Code Example: “THIS” refers to the object

let user = {
name: 'John',
age: 30,

sayHi() {
alert(this.name); // this works as intended
},
};

let admin = user;
user = null; // attempt to override the object fails

admin.sayHi(); // alerts John

Code Example: Fails without the “THIS” keyword

let user = {
name: 'John',
age: 30,

sayHi() {
alert(user.name); // leads to an error
},
};

let admin = user;
user = null; // overwrite to make things obvious

admin.sayHi(); // TypeError: Cannot read property 'name' of null

What is the difference between "THIS" in a function in (strict mode) and (non-strict mode)?

View Answer:
Interview Response: In strict mode, "this" returns undefined, and in the non-strict mode, it returns the global window.

Code Example: Strict Mode

'use strict';

function sayHi() {
alert(this);
}

sayHi(); // returns undefined

Code Example: Non-strict Mode

function sayHi() {
alert(this);
}

sayHi(); // returns global window object

What are the consequences of unbound "THIS"?

View Answer:
Interview Response: In JavaScript, the “this” keyword is free.

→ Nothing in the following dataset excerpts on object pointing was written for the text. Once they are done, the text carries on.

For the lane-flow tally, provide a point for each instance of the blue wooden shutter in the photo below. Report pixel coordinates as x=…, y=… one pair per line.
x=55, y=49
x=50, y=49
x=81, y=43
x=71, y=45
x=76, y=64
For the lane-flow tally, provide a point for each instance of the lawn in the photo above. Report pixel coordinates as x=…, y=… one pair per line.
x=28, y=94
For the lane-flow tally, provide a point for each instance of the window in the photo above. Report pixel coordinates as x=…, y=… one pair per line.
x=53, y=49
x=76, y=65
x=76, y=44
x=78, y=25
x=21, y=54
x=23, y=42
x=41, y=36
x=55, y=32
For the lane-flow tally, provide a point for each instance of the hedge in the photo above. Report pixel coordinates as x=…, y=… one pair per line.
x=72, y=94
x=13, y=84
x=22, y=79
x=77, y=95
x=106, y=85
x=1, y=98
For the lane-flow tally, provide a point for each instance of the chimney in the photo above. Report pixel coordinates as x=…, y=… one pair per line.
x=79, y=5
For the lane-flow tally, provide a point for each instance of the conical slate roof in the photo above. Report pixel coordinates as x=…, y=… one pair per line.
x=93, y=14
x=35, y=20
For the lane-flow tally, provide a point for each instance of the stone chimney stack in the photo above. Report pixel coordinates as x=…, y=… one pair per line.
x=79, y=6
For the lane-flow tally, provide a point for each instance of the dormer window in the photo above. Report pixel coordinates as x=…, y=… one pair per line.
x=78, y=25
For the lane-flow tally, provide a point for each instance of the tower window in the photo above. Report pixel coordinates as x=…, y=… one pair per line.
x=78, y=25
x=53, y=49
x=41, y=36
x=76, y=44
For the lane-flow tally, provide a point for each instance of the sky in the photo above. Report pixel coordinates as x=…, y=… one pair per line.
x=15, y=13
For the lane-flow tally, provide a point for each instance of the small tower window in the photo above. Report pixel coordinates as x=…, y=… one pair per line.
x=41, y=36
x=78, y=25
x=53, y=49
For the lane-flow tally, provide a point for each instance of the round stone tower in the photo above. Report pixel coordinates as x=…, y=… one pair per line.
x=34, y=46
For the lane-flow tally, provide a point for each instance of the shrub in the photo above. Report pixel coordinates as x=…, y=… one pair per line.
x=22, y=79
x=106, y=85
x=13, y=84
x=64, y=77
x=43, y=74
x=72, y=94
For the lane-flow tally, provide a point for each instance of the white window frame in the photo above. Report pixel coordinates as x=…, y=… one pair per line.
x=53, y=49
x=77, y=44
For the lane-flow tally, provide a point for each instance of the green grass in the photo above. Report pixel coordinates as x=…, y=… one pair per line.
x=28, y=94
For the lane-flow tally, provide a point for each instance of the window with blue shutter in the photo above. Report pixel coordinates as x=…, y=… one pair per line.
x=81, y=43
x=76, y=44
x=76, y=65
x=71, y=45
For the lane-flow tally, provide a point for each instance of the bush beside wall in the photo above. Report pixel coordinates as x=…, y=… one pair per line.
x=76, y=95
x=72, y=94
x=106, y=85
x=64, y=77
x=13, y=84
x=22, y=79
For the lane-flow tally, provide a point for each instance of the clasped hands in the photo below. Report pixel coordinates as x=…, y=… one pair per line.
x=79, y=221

Its value is evaluated at run-time and does not depend on where the method was defined. But instead, the object that precedes the dot. The concept of run-time evaluated "this" has both pluses and minuses. On the one hand, a function can get reused for different objects, and on the other hand, greater flexibility creates more possibilities for mistakes.

Code Example: Unbound "this"

// non-strict mode
const author = {
name: 'JavaScript',
hello() {
console.log(this.name);
},
};

const hello = author.hello();
// hello is unbound, this refers to nothing in the global scope
// or window/global in non-strict mode
hello();

Since arrow functions have no "This". What is the outcome when the "THIS" keyword gets used in an arrow function?

View Answer:
Interview Response: The outcome in an arrow function is a return of undefined. This outcome is because there is no access to the global window.

Code Example: Regular Function

const brunch = {
food: 'Dim sum',
beverage: 'Jasmine tea',
order: function () {
return `I'll have the ${this.food} with ${this.beverage} please.`;
},
};

// the console log returns "I'll have the Dim sum with Jasmine tea please."
console.log(brunch.order());

Code Example: Arrow Function

const brunch = {
food: 'Dim sum',
beverage: 'Jasmine tea',
order: () => {
return `I'll have the ${this.food} with ${this.beverage} please.`;
},
};

// the console log returns "I'll have the undefined with undefined please."
console.log(brunch.order());

Code Example: Proof that “THIS” refers to the global window object.

window.food = 'pizza'; // global object variables
window.beverage = 'beer';

const brunch = {
food: 'Dim sum',
beverage: 'Jasmine tea',
order: () => {
return `I'll have the ${this.food} with ${this.beverage} please.`;
},
};

// the console log returns "I'll have the pizza with beer please."